3
Yorum
31
Beğeni
5,0
Puan
959
Okunma
ne oldu
yine değişti çehresi
biraz daha ala boyandı ülkemin yüzü
güneşin önünde perde perde bulutlar
çetrefilli oyunlar oynar
gecenin rengi mateme döndü mor dağlarda
birazcık gülümsese tebessüm etse bile!
sevinci yarım kalıyor alt dudağında..
tüllendi afakında yüzyıllık soykırım hikayesi
dibi görünmez bir tünel
gölgelendi perdeler bulutlar arasında kaldı mavilikler
beklemeye tahammül kalmadı artık
sınırı aştı
dini basamak yapmış keseri kendine yontan
adelet avcıları hüküm sürüyor
ayaklar altında alınmış alınteri çiğnenmiş diyarımda..

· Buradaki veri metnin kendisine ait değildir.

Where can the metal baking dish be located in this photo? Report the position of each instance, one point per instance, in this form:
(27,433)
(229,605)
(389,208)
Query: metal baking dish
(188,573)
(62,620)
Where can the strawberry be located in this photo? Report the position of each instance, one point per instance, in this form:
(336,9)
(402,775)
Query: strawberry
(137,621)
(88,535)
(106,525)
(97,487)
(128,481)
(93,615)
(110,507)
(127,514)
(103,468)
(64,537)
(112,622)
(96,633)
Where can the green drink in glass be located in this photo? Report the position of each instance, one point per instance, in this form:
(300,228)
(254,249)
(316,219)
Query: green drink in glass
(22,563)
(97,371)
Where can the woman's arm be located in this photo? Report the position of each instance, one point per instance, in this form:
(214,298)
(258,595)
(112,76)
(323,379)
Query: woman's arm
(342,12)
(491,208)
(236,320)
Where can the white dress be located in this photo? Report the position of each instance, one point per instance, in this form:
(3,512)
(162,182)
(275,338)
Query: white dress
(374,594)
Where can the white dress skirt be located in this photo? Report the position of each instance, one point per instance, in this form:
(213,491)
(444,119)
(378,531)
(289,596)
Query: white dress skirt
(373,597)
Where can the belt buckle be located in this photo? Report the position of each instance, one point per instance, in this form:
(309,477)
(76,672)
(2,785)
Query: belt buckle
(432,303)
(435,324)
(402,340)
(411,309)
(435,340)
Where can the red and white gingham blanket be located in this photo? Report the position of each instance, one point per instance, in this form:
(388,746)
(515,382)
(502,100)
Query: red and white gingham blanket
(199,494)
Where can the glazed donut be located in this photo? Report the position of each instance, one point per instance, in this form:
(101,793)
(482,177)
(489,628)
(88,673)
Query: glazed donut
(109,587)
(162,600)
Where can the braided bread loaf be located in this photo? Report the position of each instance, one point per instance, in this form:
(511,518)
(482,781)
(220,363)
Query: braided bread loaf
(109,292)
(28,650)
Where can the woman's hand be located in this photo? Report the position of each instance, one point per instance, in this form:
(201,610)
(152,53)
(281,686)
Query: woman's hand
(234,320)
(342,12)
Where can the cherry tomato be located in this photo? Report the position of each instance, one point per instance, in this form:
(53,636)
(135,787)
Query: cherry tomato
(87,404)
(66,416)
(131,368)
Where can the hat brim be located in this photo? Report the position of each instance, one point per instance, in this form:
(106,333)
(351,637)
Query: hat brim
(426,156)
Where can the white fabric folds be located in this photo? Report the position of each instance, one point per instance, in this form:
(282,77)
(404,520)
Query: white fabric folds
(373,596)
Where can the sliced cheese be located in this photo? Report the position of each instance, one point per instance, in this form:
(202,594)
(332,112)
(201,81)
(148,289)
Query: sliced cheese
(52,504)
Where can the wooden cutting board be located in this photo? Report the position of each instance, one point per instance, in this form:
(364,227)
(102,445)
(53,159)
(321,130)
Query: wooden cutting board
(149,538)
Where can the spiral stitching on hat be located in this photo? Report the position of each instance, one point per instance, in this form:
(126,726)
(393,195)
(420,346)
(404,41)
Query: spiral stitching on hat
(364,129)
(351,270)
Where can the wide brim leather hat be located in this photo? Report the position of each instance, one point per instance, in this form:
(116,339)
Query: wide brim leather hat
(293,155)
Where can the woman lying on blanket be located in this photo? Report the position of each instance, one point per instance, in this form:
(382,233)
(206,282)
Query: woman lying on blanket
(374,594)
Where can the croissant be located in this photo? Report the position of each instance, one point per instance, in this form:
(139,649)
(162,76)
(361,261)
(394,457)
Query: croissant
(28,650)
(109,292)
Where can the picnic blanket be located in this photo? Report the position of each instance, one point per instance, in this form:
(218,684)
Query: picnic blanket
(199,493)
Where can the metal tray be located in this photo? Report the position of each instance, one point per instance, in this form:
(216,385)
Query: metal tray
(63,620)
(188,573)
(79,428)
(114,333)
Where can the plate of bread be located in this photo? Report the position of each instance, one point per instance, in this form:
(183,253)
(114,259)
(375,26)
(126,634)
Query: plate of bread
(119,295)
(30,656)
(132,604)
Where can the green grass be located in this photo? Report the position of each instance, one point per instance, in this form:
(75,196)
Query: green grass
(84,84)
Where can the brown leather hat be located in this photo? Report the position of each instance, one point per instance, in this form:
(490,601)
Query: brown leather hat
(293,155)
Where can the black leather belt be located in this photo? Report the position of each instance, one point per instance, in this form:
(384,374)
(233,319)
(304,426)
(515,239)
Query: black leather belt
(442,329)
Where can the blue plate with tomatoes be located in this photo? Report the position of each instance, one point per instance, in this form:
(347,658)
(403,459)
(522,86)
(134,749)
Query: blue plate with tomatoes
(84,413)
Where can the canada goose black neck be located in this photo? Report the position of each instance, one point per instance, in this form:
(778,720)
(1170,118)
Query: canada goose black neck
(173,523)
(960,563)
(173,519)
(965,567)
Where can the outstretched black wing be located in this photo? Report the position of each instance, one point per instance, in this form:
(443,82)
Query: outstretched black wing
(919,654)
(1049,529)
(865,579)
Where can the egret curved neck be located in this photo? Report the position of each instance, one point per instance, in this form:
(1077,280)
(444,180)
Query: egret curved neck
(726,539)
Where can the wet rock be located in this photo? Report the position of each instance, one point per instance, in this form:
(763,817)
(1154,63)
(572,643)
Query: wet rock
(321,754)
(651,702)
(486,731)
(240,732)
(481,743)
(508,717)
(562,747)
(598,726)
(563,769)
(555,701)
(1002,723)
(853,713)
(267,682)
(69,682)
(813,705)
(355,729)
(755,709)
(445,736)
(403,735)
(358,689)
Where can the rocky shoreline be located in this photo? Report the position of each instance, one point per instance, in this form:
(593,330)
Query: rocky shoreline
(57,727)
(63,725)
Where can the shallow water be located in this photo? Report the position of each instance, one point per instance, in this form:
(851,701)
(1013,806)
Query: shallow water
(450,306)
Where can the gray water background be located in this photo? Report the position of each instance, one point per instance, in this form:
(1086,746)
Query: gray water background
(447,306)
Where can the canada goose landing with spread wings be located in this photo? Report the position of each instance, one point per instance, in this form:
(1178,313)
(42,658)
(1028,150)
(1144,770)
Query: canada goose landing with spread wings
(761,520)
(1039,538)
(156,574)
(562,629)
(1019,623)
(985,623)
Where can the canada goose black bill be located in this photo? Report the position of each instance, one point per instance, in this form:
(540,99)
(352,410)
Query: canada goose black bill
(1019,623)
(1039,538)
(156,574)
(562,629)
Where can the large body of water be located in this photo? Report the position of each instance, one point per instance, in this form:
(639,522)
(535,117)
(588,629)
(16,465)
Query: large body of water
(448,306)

her gün bir başka tufan boğdu ülkemin yüzünü
ezdi halkımın gafil yüreğini
yokluk mu yoksulluk mu?
ağzını bağlayan belini büken
yoksa sahte sofular mı dilini bağladı
canı yansa bile sesi çıkmıyor
bir tas çorbayı kaynatmaktan aciz
yoksa işlemez mi oldu kafatası
marketlerde ki glütenli glügozlu hazır yemeklerden
eli kolu bağlı külfi can hak mı üşenmektek mi?
şu kurbağalar bile
yüzmüyor vak vaklamıyor
yeşil sularda..
içerden vurulduk kahpece
bi çare yüreğim artık susma!
susma de be artık sende!
duymaz görmez olduk
dökülen akan kanları hissetmez olduk
yüzgöz olduk bitmeyen acılarla
her söz bir şarapnel parçası gibi indi yüzümüze
arasan bulamazsın dünyanın hiç bir yerinde
dörtbaşı mamur çulsuz bir çoban
desem ki; çobana hakaret
keşke! olsaydı.. başımızdakilerde
o dağlar başında çobandaki yürek!
oydular memleketin yüzyıllık mirasını
Atanın kemikleri sızlar tepeden tırnağa
ah olsalardı bir küçük parmağının tırnağı
ama olamadılar anlamadılar dinden imandan
böylesi bir lider bin yılda bir gelirdi bir devlet başına
lakin; yavaş yavaş resimlerini indirmekteler... söktürmekteler
makamları makam sayanlar koltukları arkasında ki duvarlardan...
Ah! bir daha çıkmaz onun gibisi onun eline su döken!
mavi gözleri bir ummana bedel!
gökyüzü gibi omuzlarının güvenli çatısı!
ulu çınar çam bölmesi babacan anaç bir yürek!
o müthiş zekası tüm dünya hayran!
onunla er meydanıydı her meydan!
o bir devlet yarattı Allahın izniyle
koskoman! enkaz yıkılmış bir imparatorluktan sonra;
Ah! yalnız ağlamak ağlamak ülkemin kaderi midir?
yüreğinde izi kalır en derin yaranın insanoğlunun
oturup elini kolunu bağlayıp ağlamak çare olsa;
hepimiz oturup birlikte halimize ağlayalım!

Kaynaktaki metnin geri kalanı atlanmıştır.